Dr Roberts and Mr Haynes then went back through the 25-year-old derivations of the laws to examine their underlying assumptions.
“We were tearing our hair out because we were staring into the unknown, we were considering behaviour that people hadn't conceived of before,” he said.
“So it took 7 or 8 months to work it into a new law and get it published but it's done.
“It's a really lovely story, I mean I've been doing science for 20 years and I've never been associated with anything like this.”
Dr Roberts said although the new law has direct implications for the properties of materials with fractal structure, the laws of physical networks may help in providing a more accurate mathematical model of the spread of disease.
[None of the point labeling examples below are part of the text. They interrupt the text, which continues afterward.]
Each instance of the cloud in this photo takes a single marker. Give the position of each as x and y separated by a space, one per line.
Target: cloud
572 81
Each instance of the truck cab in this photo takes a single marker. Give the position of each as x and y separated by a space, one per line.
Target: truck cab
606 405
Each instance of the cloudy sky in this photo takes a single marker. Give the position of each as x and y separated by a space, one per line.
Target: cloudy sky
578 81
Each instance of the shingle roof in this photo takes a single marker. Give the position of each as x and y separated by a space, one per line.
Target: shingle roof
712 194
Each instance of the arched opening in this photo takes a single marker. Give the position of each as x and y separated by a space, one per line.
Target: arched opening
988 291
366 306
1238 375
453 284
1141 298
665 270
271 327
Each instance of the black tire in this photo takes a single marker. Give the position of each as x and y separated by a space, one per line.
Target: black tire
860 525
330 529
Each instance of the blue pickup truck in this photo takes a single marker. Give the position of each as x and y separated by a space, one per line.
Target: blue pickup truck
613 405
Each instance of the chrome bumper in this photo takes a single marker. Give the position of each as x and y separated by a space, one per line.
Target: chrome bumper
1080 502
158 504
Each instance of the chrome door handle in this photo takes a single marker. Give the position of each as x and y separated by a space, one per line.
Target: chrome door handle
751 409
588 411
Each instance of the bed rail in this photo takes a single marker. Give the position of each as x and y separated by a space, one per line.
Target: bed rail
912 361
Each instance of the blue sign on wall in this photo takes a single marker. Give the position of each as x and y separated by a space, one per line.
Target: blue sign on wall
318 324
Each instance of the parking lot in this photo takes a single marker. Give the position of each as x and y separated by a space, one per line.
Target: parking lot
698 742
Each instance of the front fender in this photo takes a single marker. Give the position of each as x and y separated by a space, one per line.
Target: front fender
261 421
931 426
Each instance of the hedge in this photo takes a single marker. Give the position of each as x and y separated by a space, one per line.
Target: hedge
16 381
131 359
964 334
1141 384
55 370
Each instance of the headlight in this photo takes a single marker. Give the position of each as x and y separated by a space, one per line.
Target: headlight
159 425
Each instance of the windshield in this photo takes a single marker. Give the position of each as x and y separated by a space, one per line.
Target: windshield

“Current laws would essentially show that for two places that were equidistant (from Brisbane), so that would be I guess Mackay and Sydney, that the transmission rates would be the same,” he said.
“But our work shows that it's possible for the disease to spread more in particular directions where there are a greater number of connections.
“While you would expect you would get greater disease transfer where there were greater connections, the current laws don't actually show that - ours does.”